The Fab-8 insulator is an excellent reagent for the investigation of the molecular basis of enhancer blocking because binding sites for CTCF have been shown to be critical for Fab-8’s enhancer blocking capability. Analyzing the effect of CTCF binding site mutations in the Fab-8 insulator is an additional test of our model system. In the F8enhmutF8GFP cell line, containing an intervening Fab-8 insulator with mutated CTCF sites, flow cytometry analysis revealed that the percentage of GFP positive cells was similar to the F8enhGFP cell line. However, while the percentage of fluorescent cells was comparable, the level of GFP fluorescence, as judged by flow cytometry and fluorescence microscopy, was not equivalent to the level observed in the F8enhGFP cell line (Figure 1, compare panels a and c). The decreased fluorescence intensity may suggest that either the OpIE2 enhancer may be sensitive to distance from the minimal promoter, or factors other than CTCF can bind the mutated Fab-8 insulator and block the enhancer. In either case, the EGFP expression from the F8enhmutF8GFP cell line demonstrates that Fab-8’s enhancer blocking activity depends on the binding sites for CTCF.

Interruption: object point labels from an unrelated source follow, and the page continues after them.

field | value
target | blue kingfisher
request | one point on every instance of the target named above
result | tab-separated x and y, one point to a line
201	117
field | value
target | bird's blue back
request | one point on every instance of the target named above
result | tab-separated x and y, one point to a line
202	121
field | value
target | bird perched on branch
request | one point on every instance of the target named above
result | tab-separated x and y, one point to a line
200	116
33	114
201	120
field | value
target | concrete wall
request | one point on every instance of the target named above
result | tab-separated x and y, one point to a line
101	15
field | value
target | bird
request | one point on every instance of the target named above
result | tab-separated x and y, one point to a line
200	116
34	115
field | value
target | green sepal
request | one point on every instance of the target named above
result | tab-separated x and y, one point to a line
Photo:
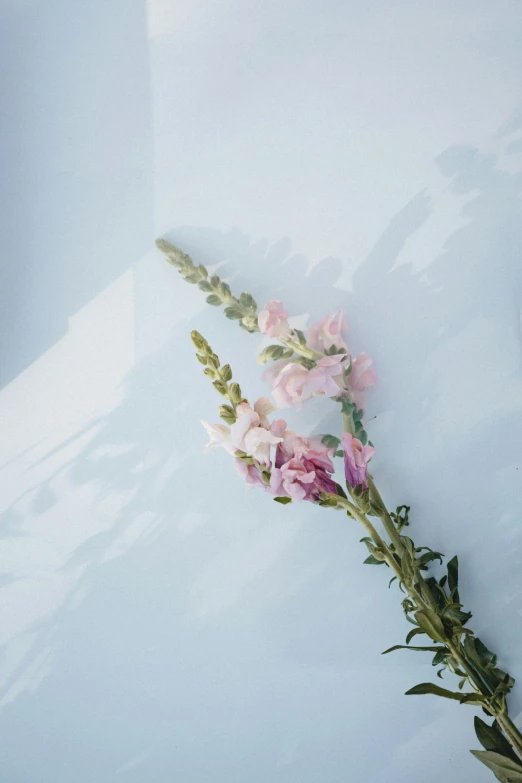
504	769
234	313
435	690
492	739
418	649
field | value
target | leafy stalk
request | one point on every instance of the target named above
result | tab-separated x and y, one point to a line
432	606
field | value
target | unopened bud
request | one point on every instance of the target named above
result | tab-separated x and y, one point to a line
235	392
199	341
226	372
221	388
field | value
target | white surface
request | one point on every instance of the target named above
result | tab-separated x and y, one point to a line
158	623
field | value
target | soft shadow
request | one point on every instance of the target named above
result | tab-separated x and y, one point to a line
247	611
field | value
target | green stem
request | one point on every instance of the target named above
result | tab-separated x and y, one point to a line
475	677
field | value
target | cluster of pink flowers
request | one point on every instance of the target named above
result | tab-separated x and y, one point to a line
300	468
292	383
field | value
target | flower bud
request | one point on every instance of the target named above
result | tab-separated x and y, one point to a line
227	413
199	341
249	322
221	388
226	372
235	393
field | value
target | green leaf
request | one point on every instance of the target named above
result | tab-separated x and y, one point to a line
413	633
431	624
234	313
428	557
220	387
440	656
475	699
371	560
246	301
457	615
330	441
428	687
484	653
492	739
453	577
418	649
504	769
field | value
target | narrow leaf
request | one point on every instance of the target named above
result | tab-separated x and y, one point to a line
492	739
407	647
453	576
373	561
505	769
428	687
413	633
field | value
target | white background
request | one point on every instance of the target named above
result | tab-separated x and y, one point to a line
157	623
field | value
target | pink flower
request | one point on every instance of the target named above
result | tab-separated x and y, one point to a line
361	377
273	320
219	436
250	474
251	432
356	458
322	336
301	472
293	384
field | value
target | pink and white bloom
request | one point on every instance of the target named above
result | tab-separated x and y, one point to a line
251	432
250	474
356	458
273	320
361	378
327	333
219	437
293	384
301	471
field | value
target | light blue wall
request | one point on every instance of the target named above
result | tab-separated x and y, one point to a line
158	624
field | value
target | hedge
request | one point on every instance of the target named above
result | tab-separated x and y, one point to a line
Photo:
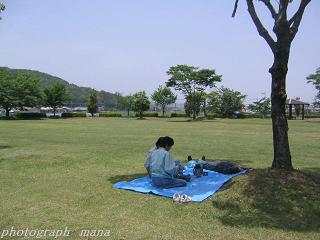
74	114
109	114
29	115
148	114
179	115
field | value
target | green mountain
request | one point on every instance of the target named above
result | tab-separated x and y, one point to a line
78	95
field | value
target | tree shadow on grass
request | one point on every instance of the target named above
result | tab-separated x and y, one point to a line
126	177
5	146
274	199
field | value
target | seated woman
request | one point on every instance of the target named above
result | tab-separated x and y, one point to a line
164	171
147	164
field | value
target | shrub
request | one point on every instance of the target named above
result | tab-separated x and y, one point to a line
254	115
148	114
54	117
29	115
178	115
7	118
74	114
110	114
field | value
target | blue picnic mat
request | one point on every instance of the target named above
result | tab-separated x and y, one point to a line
198	188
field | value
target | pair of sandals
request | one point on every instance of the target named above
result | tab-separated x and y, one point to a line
177	198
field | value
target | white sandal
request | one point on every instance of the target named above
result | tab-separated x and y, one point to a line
185	198
176	197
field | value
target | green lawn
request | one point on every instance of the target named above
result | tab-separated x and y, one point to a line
58	173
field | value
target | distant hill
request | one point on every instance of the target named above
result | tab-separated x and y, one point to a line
78	95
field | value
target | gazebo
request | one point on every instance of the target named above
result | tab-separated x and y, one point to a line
298	106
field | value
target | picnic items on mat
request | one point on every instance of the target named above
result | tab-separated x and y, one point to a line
198	188
224	167
177	198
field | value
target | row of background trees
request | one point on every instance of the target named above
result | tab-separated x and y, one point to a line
21	89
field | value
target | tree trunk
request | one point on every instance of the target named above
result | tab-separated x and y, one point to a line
205	108
282	156
7	112
194	107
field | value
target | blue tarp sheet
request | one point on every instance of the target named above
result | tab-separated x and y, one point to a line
199	188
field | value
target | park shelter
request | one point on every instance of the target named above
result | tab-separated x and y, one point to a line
299	107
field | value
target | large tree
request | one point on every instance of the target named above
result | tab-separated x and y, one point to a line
163	96
2	8
18	90
192	105
125	103
92	103
315	80
140	103
190	80
56	96
285	30
261	106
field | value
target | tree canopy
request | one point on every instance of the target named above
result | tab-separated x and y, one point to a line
140	103
189	80
225	102
285	29
163	96
18	90
56	96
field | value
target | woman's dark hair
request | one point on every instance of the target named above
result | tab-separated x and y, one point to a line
166	141
159	141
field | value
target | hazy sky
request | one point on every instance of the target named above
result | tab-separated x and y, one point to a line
128	45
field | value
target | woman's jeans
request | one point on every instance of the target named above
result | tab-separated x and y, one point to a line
162	182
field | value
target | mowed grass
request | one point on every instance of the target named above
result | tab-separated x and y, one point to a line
58	173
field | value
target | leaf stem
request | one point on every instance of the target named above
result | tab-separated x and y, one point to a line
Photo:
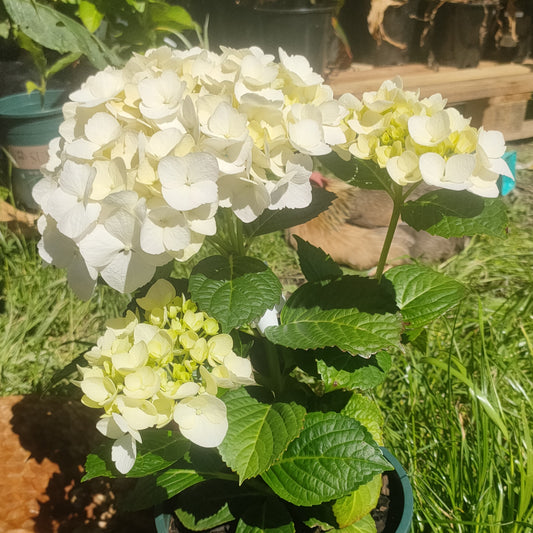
397	201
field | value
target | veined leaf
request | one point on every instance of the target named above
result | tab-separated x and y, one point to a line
258	433
356	172
365	410
53	30
333	456
155	489
316	265
234	290
279	219
358	504
423	294
159	450
341	370
353	313
268	515
455	214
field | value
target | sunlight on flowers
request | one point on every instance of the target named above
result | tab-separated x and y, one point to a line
150	368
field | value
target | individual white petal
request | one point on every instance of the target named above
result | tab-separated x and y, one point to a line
299	69
81	149
124	453
102	128
432	168
459	168
247	198
111	427
79	219
307	136
492	143
202	419
429	131
99	247
127	271
139	414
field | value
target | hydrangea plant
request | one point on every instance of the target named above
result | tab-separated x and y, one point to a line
226	404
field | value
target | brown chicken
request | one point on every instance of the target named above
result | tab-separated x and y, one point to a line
352	230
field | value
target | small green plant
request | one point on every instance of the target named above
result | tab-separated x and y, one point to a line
227	403
58	34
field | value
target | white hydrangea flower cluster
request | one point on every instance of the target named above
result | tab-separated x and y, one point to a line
148	153
146	373
420	139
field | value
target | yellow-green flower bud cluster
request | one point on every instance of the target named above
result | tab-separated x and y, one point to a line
168	353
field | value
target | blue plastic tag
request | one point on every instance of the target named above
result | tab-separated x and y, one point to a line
506	184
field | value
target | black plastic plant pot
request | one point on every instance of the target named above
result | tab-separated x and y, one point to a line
28	123
399	512
306	31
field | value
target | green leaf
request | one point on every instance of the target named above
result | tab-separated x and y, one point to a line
455	214
316	265
99	464
353	313
279	219
56	31
167	17
207	522
258	433
35	50
423	294
356	172
61	63
365	525
341	370
158	450
358	504
333	456
234	290
365	410
155	489
89	15
265	515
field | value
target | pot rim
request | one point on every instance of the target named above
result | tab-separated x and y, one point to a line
28	105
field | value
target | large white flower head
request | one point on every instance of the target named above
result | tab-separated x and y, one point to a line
148	153
420	139
161	364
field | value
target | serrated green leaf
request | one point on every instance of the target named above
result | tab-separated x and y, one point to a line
366	525
99	464
316	265
234	290
155	489
353	313
456	214
333	456
279	219
190	521
258	433
341	370
89	15
53	30
423	294
356	172
158	450
265	515
358	504
170	17
365	410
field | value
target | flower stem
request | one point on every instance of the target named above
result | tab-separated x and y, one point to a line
397	201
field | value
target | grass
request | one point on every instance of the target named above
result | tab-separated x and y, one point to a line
458	402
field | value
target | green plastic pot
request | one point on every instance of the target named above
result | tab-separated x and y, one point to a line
28	124
400	511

To confirm that Drosophila CTCF (dCTCF) is indeed responsible for Fab-8’s enhancer blocking activity we knocked down dCTCF in our stable cell lines using RNAi. Results from three experiments indicate that our stable cell lines are competent for RNAi. First, treating our cells with a dsRNA against Thread/Diap1, an anti-apoptosis gene 16, induced dramatic cell death (data not shown). Second, treating our cells with a dsRNA against the EGFP gene results in a significant decrease in the percentage of GFP positive cells and GFP fluorescence levels (Figure 2A compare panels a to e, and b to f; Figure 2B). The level of EGFP knockdown is comparable to previous reports 17. Finally, Northern analysis showed that after treating cells with dsRNA targeted to dCTCF mRNA, dCTCF mRNA was drastically reduced (Figure 2C). The smear in the lower portion of the gel represents the dsRNA. It is present in only two of the four lanes treated with dsRNA against dCTCF because the probe only overlaps with the dsRNA amplicon dCTCF1 and not dCTCF2.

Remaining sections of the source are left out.